Saturday, August 27, 2011

Ender's Game vs Starship troopers

I've been rereading the Ender's game books recently.  Perhaps these are books that I just can't experience the same way twice, but I'm enjoying them a lot less this time.  I'm quite familiar with the overall plot line now, so on reading it again I'm focusing more on smaller details and smaller subplots.  And there's only so much that I can read science fiction sermons on the glory of monogamy, the mysteries of marital oneness, the nature of God, and the speculative arrangement of Mormon cosmology into science before my head feels like its going to explode.  Card has written a unique universe and I can appreciate that.  I think he deserved the hugo/nebula awards he won for speaker for the dead and Ender's Game.  But Card is first an LDS fiction writer, second a science fiction author.  I'd like to highlight large selections of text and write in the margin "And now we interrupt this regularly scheduled plot line for a special report on why wives should be subservient to their husband's" or fill in the blank for whatever he is sermonizing on today.  Its led me to think why this bothered me so much despite having loved Starship Troopers which by any measure is a preachy book.  I mean, the main character in Starship Troopers spends a lot of time describing his childhood participating in government mandated ethics classes.  And frankly, Heinlein has a lot to preach about where I don't think he's even in the same ballpark as the truth.
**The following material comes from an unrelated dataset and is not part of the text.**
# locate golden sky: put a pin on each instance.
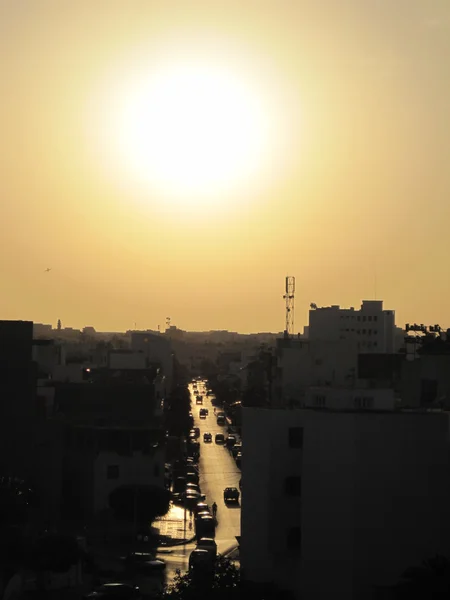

I think part of the difference is that in Card a lot of the plot tension comes from overly contrived absurdities such as:
  • a sentient microscopic disease body, 
  • the proposition that one shipload of pre industrial aliens can wipe out the whole human race when presumably most of the inhabited planets they might try to destroy would shoot them down before they'd ever get near enough to land or deposit their viral payload, 
  • a virus that can wipe out the whole human race yet one isolated biologist in a backwoods community, limited facilities, and no networked system of fellow researchers can develop a bacterial antidote capable of eliminating the virus from a whole planet without undue difficulty
  • A husband whose body will dissolve if his wife isn't more cuddly and nice
  • An instinctive science search for ways to survive that involve killing as many people as possible instead of as few as possible
  • local sewer systems which are controlled by an interstellar computer network, that can be run independently without difficulty but only if the connection to the instarstellar network is blown to bits

Heinlein has a lot of moral tension as well and some of it is probably contrived.  However, I don't recall feeling any of it is being forced into black and white categories that don't fit them even remotely.  Heinlein also feels like someone I can have a good argument with-wheras since Card is more preaching than arguing so I can't have an argument with him about where's he's right and wrong.  He's not inviting argument.  So far, I prefer Heinlein to Card.